Host-microbe interaction systems biology: lifecycle transcriptomics and comparative genomics

Abstract

The use of microarray and comparative genomic technologies for the analysis of host-pathogen interactions has led to a greater understanding of the biological systems involved in infectious disease processes. Transcriptome analysis of intracellular pathogens at single or multiple time points during infection offers insight into the pathogen intracellular lifecycle. Host-pathogen transcriptome analysis in vivo, over time, enables characterization of both the pathogen and the host during the dynamic, multicellular host response. Comparative genomics using hybridization microarray-based comparative whole-genome resequencing or de novo whole-genome sequencing can identify the genetic factors responsible for pathogen evolutionary divergence, emergence, reemergence or the genetic basis for different pathogenic phenotypes. Together, microarray and comparative genomic technologies will continue to advance our understanding of pathogen evolution and assist in combating human infectious disease.

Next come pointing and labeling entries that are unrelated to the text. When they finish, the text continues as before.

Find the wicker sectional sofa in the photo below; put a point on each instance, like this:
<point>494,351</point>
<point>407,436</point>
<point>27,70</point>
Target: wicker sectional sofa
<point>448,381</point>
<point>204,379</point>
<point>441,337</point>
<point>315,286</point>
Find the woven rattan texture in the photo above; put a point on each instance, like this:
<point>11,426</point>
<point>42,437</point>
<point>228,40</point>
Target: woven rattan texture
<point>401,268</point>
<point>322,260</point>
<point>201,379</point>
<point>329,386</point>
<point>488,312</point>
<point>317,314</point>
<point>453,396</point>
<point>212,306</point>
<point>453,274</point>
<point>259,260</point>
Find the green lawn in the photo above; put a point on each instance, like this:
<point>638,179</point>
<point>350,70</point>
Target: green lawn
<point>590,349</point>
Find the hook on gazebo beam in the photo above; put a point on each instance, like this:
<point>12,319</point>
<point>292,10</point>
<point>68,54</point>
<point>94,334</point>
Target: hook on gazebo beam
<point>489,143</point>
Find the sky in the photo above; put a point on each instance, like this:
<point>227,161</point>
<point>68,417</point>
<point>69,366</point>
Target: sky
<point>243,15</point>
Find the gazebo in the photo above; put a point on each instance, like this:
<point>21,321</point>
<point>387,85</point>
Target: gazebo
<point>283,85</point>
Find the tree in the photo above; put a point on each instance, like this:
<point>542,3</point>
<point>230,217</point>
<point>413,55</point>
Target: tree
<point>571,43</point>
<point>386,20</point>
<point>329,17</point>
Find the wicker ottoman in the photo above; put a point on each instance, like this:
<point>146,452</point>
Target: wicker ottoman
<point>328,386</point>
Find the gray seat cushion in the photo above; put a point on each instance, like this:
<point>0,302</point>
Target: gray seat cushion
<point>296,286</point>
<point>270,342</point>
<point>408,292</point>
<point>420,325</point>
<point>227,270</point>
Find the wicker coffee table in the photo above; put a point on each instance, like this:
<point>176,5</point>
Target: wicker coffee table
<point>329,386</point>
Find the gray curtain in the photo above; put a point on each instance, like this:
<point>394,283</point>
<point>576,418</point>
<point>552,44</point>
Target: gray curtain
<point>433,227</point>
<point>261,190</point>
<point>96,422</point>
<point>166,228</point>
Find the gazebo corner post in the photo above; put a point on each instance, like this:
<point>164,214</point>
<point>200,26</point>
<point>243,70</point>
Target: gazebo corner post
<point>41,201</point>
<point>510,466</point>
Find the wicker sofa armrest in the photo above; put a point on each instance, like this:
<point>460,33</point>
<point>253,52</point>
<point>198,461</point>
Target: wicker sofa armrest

Figure 1. Principal components analysis plot representing the whole-genome, differential expression profile of Coxiella burnetii under different growth conditions

Each sphere in the figure is an individual biological replicate and represents all the data from one microarray chip. The orange spheres labeled ‘infected vero’ represent mRNA isolated from C. burnetii infected Vero cells following 5 days of intracellular infection. The red spheres labeled ‘CCM’ represent mRNA isolated from C. burnetii incubated in CCM for 24 h. The blue spheres labeled ‘carry over’ represent mRNA extracted from the original inoculum of C. burnetii cells that were made by purifying the pathogen from 7-day-infected Vero cells. Therefore, ‘carry over’ represents the mRNA content carried over initially into the new 5-day Vero cell-infected environment and the 24 h CCM environment. Principal components analysis plots allow rapid data visualization of groupings of biological replicates within their particular treatment, relative to the separation or distance between the different treatment groups. The tighter the groupings and the greater the distance between groups, the greater the list of genes demonstrating significant differential expression changes between treatments. CCM: Complex Coxiella medium; PC: Principal component.